Steffen’s work has been subject of stories in the New York Times, the Wall Street Journal, The Guardian, and other leading publications. His essays have been translated into German, French, Japanese, Portuguese and Spanish, and widely reprinted and anthologized. Recently he was the subject of a CNN documentary, which envisions possibilities for the future, and was featured as one of six leading innovators in the New York Times Sunday Magazine’s “Ecotecture” issue.
He has also spoken and keynoted at many of the most renowned design and innovation conferences, including TED, Pop!Tech, and Design Indaba.
“We find ourselves facing two futures, one unthinkable and the other currently unimaginable,” says Steffen, “My beat is looking for ways to create a future which is sustainable, dynamic, prosperous and fair—a future which is both bright and green. WorldChanging is based on the premise that such a future is not a distant possibility, but a growing reality. We seek to connect worldchanging people with the tools, models and ideas for building it.”

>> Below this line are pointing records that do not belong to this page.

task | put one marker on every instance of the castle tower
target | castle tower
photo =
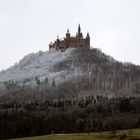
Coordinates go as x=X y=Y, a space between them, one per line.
x=80 y=35
x=68 y=34
x=88 y=40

Dr. Nathan Wolfe is an epidemiologist who fights disease pandemics with an unprecedented early-warning system to forecast, pinpoint and control new plagues worldwide before they kill millions. He is the Lorry I. Lokey Visiting Professor in Human Biology at Stanford University and the Founder and CEO of Metabiota, as well as the Chairman of Global Viral. His survey of diseases that have historically had the greatest impact on humanity revealed that most started with animals. Based on this, he created a global network of sites in viral hotspots where people are highly exposed to animals and are most at risk for early infection when viruses leap from animals to humans.
Dr. Wolfe has received numerous awards including a Fulbright fellowship and an NIH Director’s Pioneer Award and was chosen as a National Geographic Emerging Explorer and World Economic Forum Young Global Leader. He was also named one of Time Magazine’s 100 Most Influential People in the World for 2011. Nathan has over 80 scientific publications and his work has been published in or covered by Nature, Science, The New York Times, The Economist, NPR, The New Yorker and Forbes among others. He has received support totaling over $30m in grants and contracts from Google.org, the National Institutes of Health, the National Science Foundation, the Bill & Melinda Gates Foundation and the US Department of Defense and others.